- Albert Giacometti, Swiss/French painter and sculptor, died on this day in 1966.
- On this day in 1672, Isaac Newton was elected a member of Royal Society.
- On this day in 1804, the Sussex Examiner reported that the English poet and mystic William Blake was tried on charges of sediton for having said insulting remarks to one of the King's soldiers and having said "Damn the king and damn his soldiers."
- On this day in 1892, French painter Paul Gauguin married a 13-year-old Tahitian girl.
- On this day in 1925, Aaron Copland's First Symphony was premiered by a Paris ensemble directed by Nadia Boulanger, his teacher.

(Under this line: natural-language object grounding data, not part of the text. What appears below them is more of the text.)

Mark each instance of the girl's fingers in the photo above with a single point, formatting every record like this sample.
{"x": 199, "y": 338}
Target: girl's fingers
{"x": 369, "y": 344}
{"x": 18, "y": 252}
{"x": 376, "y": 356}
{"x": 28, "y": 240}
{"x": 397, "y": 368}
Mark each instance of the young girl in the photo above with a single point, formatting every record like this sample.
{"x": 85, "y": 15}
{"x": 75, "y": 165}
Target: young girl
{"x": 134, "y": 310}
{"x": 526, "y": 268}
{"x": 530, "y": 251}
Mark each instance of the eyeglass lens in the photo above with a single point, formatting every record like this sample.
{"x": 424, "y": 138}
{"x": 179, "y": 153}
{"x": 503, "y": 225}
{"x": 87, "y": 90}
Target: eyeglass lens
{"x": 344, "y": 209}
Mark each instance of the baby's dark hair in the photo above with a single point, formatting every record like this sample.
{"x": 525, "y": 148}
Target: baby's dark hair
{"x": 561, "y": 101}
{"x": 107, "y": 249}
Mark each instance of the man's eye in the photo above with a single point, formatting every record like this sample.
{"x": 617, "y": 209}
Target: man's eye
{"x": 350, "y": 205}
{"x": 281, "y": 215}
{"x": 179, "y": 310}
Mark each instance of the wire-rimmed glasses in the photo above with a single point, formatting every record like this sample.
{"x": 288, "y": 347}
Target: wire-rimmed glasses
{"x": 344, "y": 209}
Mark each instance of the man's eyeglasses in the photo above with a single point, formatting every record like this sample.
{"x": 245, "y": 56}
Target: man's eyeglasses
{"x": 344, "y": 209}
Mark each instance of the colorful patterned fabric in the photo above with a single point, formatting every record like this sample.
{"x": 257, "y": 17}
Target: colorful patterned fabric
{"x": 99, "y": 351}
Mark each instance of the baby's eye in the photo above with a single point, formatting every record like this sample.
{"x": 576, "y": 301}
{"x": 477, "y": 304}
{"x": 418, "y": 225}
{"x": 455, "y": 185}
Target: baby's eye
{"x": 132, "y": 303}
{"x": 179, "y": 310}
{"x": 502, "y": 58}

- On this day in 1928, English novelist Thomas Hardy died. His stature as a giant of literature merited a resting place for his ashes in Westminster Abbey, adjacent to Dickens'. But his family wanted a part of his mortal coil brought back to his native Dorsetshire. His family agreed that his heart could be interred in a cemetery there, next to his first wife's grave. An elderly cousin was given the canister containing the heart the night before the burial. Her cat sniffed it out, knocked the canister over, and ate Hardy's heart. The cousin put the lid back on, and unbeknownst to the world, the empty vessel was buried. The cousin did not confess until years later.
- On this day in 1935, American literary critic Edmund Wilson wrote to John Dos Passos that he had visited Gertrude Stein in Paris and found "the whole setup rather creepy."